A laser ablation resonance ionisation mass spectrometer (LA-RIMS) for the detection of isotope ratios of uranium at ultra-trace concentrations from solid particles and solutions

Abstract

A commercial MALDI-TOF mass spectrometer has been combined with a tunable ns-pulse laser ionisation system consisting of two dye lasers pumped by the second (532 nm) and the third (355 nm) harmonics of a Nd:YAG laser. Uranium samples in the form of solutions, suspensions or small solid grains can be placed onto an aluminium substrate without the MALDI matrix from which they are desorbed by a 337 nm nitrogen laser with a spatial resolution of ∼20 μm. A rapid and simple sample preparation process not involving any chemical separation, pre-concentration or need for chemical derivatisation reactions is employed.
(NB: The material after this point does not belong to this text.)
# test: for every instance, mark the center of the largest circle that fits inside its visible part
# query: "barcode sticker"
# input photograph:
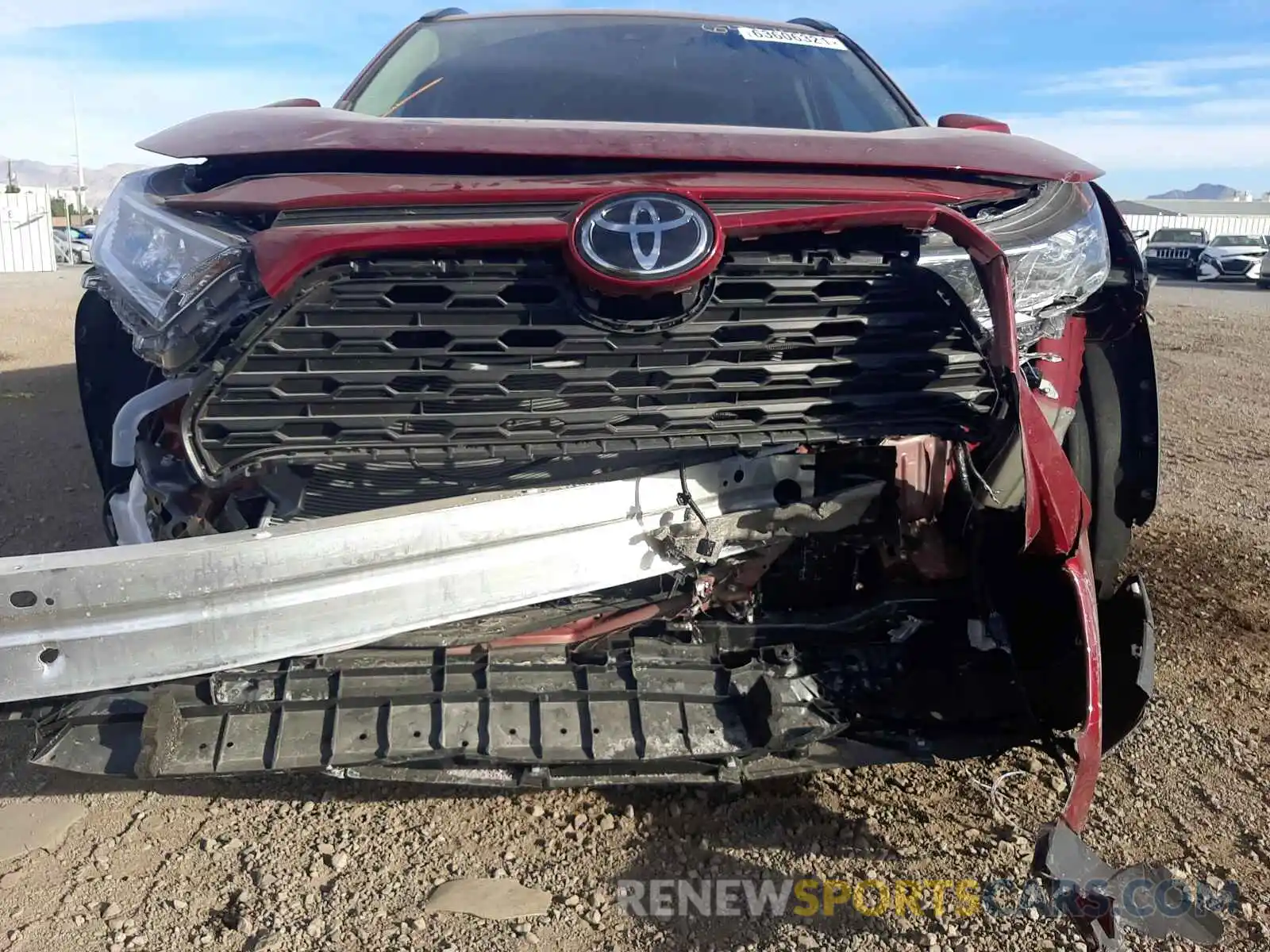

The neutral uranium atoms and molecules are resonantly ionised by the photoionisation system. Highly selective and efficient uranium photoionisation schemes have been developed. They are three-colour, two-step photoionisation schemes involving resonance excitation from the ground state by a 424.23 nm laser (∼1 μJ per pulse) and subsequently by either 578.48 nm, 575.42 nm or 574.10 nm lasers (∼20 μJ per pulse) with 1064 nm (>1 mJ) ionisation into the continuum. Three-colour excitation, targeting specific uranium atomic levels, allows for selective ionisation of uranium atoms. The photo-ions have the yields of up to two orders of magnitude higher than those formed in laser desorption making them extremely suitable for the detection of isotope ratios of samples with trace concentrations. A series of measurements of reference materials with concentrations between 10¹⁰ and 10¹⁶ atoms per sample (10⁻¹⁵ to 10⁻⁷ g) and various isotope compositions ranging from depleted and natural to enriched uranium positively confirm the method applicability. For instance, for the samples of depleted uranium the ²³⁵U/²³⁸U < 0.003 ratio was determined with <7% precision (2σ errors) for the total uranium concentrations not exceeding ∼80 fg per sample.